La enseñanza evangélica, es decir en concordancia con el Evangelio, acerca de la imposibilidad de concretizar en persona u objeto alguno la inconmensurable grandeza de Dios, comienza a ser vulnerada con filtraciones del entorno que se obstinaban en objetivar en algo tangible las manifestaciones del Espíritu. Tales manifestaciones van más allá de ritualismos en los que las representaciones de lo verdaderamente sagrado terminan por desplazar al Logos que se hizo carne, sangre y temporalidad. Una materialización de la sacralidad que relega el papel central de Cristo es el restringir el sacerdocio universal de los creyentes a unos cuantos que cumplen determinadas características elegidas, o impuestas, por un grupo. El siguiente paso es el clericalismo, que privilegia a unos pocos por encima de la comunidad de creyentes.
En el clericalismo neoevangélico se reasigna un ministerio sacerdotal, es decir de intermediación, que no tiene bases bíblicas que lo sustente. Se arropa de un carácter sagrado a personas que administran los bienes simbólicos de salvación y los demás, los congregantes, son meros consumidores de esos bienes. En América Latina crece el cristianismo evangélico, y cierto crecimiento es resultado de acercamientos evangelizadores en los que se replican patrones sociológicos para facilitar las conversiones. De lo que se trata es de reducir la propuesta del Evangelio para hacerla aceptable a las masas. No importa que esa reducción sea inodora, incolora e insabora, en mucho contraria al reto lanzado por Jesús a sus discípulos neotestamentarios, y a los de hoy.

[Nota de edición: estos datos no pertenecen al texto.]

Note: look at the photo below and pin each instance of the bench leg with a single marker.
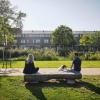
(70, 81)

La advertencia de Ellul acerca de esas conversiones sin discipulado, y que por lo tanto son semilleros de infantilismos, es válida para el periodo histórico en el que el cristianismo pasa a ser la fe oficial del Imperio romano, pero también lo es para aquilatar lo que sucede en la mutación religiosa latinoamericana: “En manera alguna afirmo que las conversiones (salvo aquellas realizadas por interés: para seguir al emperador o por la fuerza) hayan sido falsas e hipócritas; digo que no se pueden suprimir en un instante la estructura mental anterior, los temas ideológicos básicos y la clave interpretativa del mundo y de la vida. Pues bien: una de las claves permanentes era lo sagrado. La distinción sagrado-profano” (p. 86).
Es claro que la noción sacralizadora y clericalista se ha filtrado, tal vez hasta el grado de ser el rostro predominante en el neoevangelicalismo latinoamericano. Se multiplican las campañas y cultos especiales en los cuales las figuras principales son personajes, hombre y mujeres, con pretendidos poderes especiales que no tiene el resto de la comunidad de creyentes. La exaltación es para esos personajes, que ofician una religión a la carta, al gusto de la clientela. ¿Y el Evangelio de Cristo dónde queda? El modelo de Cristo es la humanización de quienes integran la comunidad de creyentes, la construcción de la Nueva Humanidad. En tanto el paradigma de los neo chamanes es su propia divinización, ser remendadores del velo que Jesús rasgó con su muerte expiatoria (Mateo 27:50-51).